Lead me between you to that holy ground
where man and God contended and the hope was found.

Moses upon the Sinai in the cloud
faced God for forty days and nights and bowed;
received the Law, obedient and mute;
brought back to Israel the Decalogue of Duty.

Not so New England’s prophets. When their arguments were done
they answered thundering skies with their own thunder:
“We have the Lord,” wrote Hooker with his wild goose quill,
“We have the Lord in bonds for the fulfilling.”


City of Man! Before the elms came down
no village in American, no prairie town,
but planted avenues of elms against the sky
to praise, to keep the promise, to remember by-

remember that small city of great men
where man himself had walked the earth again:
Warren at Bunker Hill who stood and died
not for a flag-there was none-but for human pride;

Emerson who prayed and quit the church,
choosing not Heaven’s answer but the human search;
Thoreau who followed footprints in the snow
to find his own-the human journey he still had to go;

Holmes dissenting in a sordid age,
the Court against him and rich man’s rage-
Holmes who taught the herd how human liberty is won:
by man alone, minority of one.


City of Man, Oh, city of the famous dead
where Otis spoke and Adam’s heart was bread:
Mother of the great Republic-mother town
before the elms sickened and came down . . .

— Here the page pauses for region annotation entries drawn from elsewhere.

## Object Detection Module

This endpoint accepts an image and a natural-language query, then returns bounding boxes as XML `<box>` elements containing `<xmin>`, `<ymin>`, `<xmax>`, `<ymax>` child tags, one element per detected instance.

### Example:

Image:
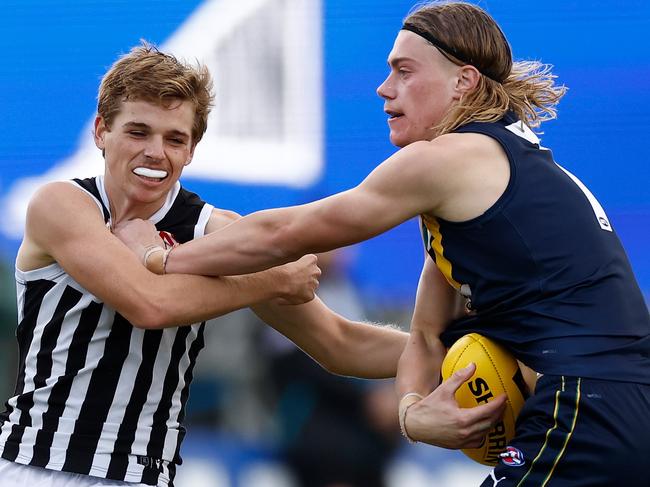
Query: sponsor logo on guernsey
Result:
<box><xmin>499</xmin><ymin>446</ymin><xmax>526</xmax><ymax>467</ymax></box>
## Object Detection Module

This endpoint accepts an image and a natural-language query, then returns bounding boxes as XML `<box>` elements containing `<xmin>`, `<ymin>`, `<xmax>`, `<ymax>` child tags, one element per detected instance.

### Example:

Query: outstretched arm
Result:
<box><xmin>144</xmin><ymin>142</ymin><xmax>449</xmax><ymax>275</ymax></box>
<box><xmin>17</xmin><ymin>182</ymin><xmax>320</xmax><ymax>328</ymax></box>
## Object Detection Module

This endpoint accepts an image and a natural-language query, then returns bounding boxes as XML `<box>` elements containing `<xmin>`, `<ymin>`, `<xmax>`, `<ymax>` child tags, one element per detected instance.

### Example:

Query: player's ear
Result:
<box><xmin>185</xmin><ymin>144</ymin><xmax>196</xmax><ymax>166</ymax></box>
<box><xmin>455</xmin><ymin>64</ymin><xmax>481</xmax><ymax>97</ymax></box>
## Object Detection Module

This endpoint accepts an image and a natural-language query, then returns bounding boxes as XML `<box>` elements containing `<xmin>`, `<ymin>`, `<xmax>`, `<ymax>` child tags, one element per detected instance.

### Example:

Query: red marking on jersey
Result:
<box><xmin>158</xmin><ymin>230</ymin><xmax>178</xmax><ymax>249</ymax></box>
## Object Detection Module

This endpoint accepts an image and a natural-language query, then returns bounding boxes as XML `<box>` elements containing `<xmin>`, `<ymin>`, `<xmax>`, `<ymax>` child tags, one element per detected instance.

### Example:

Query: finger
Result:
<box><xmin>465</xmin><ymin>394</ymin><xmax>508</xmax><ymax>423</ymax></box>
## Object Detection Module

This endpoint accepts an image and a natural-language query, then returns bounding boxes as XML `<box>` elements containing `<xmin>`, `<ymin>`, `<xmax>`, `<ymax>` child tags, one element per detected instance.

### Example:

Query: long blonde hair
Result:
<box><xmin>404</xmin><ymin>1</ymin><xmax>567</xmax><ymax>135</ymax></box>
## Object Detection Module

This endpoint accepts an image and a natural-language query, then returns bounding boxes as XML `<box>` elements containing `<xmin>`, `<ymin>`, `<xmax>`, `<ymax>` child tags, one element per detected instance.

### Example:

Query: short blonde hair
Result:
<box><xmin>97</xmin><ymin>41</ymin><xmax>214</xmax><ymax>145</ymax></box>
<box><xmin>404</xmin><ymin>1</ymin><xmax>567</xmax><ymax>135</ymax></box>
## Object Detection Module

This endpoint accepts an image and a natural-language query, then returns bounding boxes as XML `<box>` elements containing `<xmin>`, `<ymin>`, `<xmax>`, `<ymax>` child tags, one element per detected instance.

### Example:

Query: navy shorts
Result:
<box><xmin>481</xmin><ymin>375</ymin><xmax>650</xmax><ymax>487</ymax></box>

The darkness deepens. Shrieking voices cry
below these fantasies of glass that crowd our sky
and hatred like a whirling paper in a street
tear at itself where shame and hatred meet.


Show me, old friends, where in the darkness still
stands the great Republic on its hill!


for lieutenant Richard Meyers

The Young dead soldiers do not speak.
Nevertheless, the are heard in the still houses: who has not heard them?
They have a silence that speaks for them at night and when the clock counts.
They say: We were young. We have died. Remember us.
They say: We have done what we could but until it is finished it is not done.
They say: We have given our lives but until it is finished no one can know what our lives
They say: Our deaths are not ours; they are yours; they will mean what you make them.
They say: Whether our lives and our deaths were for peace and a new hope or for
nothing we cannot say; it is you who must say this.
They say: We leave you our deaths. Give them their meaning.
We were young, they say. We have died. Remember us.